In 1862, just a year after Morris, Marshall, Faulkner & Co. was founded, Bodley changed his design for all Saints, Cambridge from Early English to Decorated Gothic style, featuring stained glass by Morris & Co.
Though Bodley drew on original Gothic design he was not overly concerned with 'correctness' or on rigid adherence to a particular aesthetic. He once wrote 'I can’t say I care greatly for much strictness of rule or rigid uniformity, so long as all is dignified & solemn, &, from an art point of view, beautiful.'
Bodley's architecture was not without criticism both in his lifetime and after it. He was accused of being too aristocratic and inaccessible to ordinary people. Yet the architectural historian Nikolaus Pevsner was full of praise for his work in his masterpiece 'The Buildings of England'.
From 1869-1897 Bodley partnered another pupil of Sir George Gilbert Scott, Thomas Garner. Either alone or in partnership with Garner he designed 58 new cathedrals, churches and chapels over that time. That doesn't seem like a large number, and it is true that since Bodley had a small private income he could afford to pick and choose his commissions.
Another reason why he didn't take on numerous new projects was that he was very much a 'hands-on' architect. He preferred to be on site, supervising every aspect of the building process to make sure he got exactly the results he was looking for. He used a small number of companies to implement his designs.
This desire for complete control of the building process did not sit well with William Moris. Bodley stopped using Morris in the 1870s when he found he could not stop him from implementing his own ideas. Instead, he formed his own company called Watts & Co. to produce fabric, textiles, wallpaper and other soft furnishings for churches and private dwellings. By using his own company he could control every aspect of the building process. Watts & Co. is still active today.
Though he worked on numerous important buildings, the one that meant the most to him was his restoration of St James Church in Kinnersley, Herefordshire. In 1872 Bodley married Minna Reavely, the daughter of the owners of Kinnersley Castle.
Over the next 30 years, Bodley refurnished and restored Kinnersley church. He painted designs on the roof, walls, arcade, organ case and chancel arch and designed stained glass for the west window. He also designed the Reavely family gravestones in the churchyard.

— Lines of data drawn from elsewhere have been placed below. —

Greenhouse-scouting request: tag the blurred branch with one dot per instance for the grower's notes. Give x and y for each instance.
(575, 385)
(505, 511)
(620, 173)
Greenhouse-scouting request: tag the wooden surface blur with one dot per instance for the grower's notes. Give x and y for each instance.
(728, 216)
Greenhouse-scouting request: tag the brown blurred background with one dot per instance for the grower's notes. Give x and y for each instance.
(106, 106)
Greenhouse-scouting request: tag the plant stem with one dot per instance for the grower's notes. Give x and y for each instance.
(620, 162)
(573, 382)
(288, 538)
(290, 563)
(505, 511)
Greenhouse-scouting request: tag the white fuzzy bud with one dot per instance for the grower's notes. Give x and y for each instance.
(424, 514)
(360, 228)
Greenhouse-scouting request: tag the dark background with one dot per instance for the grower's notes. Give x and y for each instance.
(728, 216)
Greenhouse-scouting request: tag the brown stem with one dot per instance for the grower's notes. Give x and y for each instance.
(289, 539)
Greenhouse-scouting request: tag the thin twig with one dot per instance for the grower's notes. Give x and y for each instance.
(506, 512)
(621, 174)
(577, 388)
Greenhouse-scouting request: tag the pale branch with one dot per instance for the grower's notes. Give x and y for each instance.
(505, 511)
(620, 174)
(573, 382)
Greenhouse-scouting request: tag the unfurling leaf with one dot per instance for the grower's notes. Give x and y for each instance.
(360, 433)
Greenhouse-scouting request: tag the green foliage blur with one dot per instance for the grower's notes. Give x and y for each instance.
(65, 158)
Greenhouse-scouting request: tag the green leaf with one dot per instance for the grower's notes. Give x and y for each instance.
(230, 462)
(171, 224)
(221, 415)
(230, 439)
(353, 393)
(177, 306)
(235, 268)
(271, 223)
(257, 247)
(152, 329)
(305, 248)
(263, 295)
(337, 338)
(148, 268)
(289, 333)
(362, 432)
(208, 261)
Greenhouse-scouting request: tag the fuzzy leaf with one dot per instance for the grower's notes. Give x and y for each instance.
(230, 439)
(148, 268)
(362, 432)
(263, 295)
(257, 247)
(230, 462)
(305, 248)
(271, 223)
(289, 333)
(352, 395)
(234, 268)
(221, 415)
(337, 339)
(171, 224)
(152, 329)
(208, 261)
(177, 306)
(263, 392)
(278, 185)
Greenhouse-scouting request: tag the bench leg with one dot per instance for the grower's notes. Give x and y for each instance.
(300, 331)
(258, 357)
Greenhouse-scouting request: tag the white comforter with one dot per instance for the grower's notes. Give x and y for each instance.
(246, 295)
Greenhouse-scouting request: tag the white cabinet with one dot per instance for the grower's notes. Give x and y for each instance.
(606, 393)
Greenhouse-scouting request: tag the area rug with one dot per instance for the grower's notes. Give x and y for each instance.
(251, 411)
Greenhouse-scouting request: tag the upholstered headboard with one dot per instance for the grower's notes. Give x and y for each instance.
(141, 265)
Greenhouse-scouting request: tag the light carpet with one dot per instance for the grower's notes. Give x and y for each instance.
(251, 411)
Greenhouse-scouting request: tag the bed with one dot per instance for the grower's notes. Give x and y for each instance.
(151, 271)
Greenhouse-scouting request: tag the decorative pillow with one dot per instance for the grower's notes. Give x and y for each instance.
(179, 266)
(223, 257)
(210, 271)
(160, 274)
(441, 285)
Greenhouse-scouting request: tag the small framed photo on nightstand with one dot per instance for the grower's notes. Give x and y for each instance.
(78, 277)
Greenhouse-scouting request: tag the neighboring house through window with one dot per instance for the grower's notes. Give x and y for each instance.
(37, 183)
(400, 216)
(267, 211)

GF Bodley died at Water Eaton, Oxfordshire on 21 October 1907. He is buried beside his wife in Kinnersley churchyard, near the grave of Rev Frederick Andrews, who helped him restore the church.
The Bodley 'Look'
What characterises GF Bodley's ecclesiastical designs? A typical GF Bodley church is based on 14th-century English Gothic and features a large, carved altarpiece. The floor is composed of black and white marble tiles in a chequerboard pattern and the windows feature stained glass in green and gold tones by CE Kempe or Burlison & Grylls. Bodley used simple style and relied on a mix of materials rather than the heavy decoration of the High Victorian period.
Bodley designed not only parish churches but college and school chapels throughout Britain, so that it is quite reasonable to say that most members of the Church of England will have worshipped in a church designed by or influenced by GF Bodley.
Highlight Commissions
Clumber Chapel, Nottinghamshire
Bedford School Chapel
All Saints Church, Cambridge
St David's Cathedral, Hobart, Tasmania
Washington National Cathedral, Washington, D.C. USA
St Michael and All Angels' Church, Brighton
Holy Trinity Church, South Kensington, London
He also acted as the supervising architect for York Minster, Southwark Cathedral in London, and Peterborough Cathedral.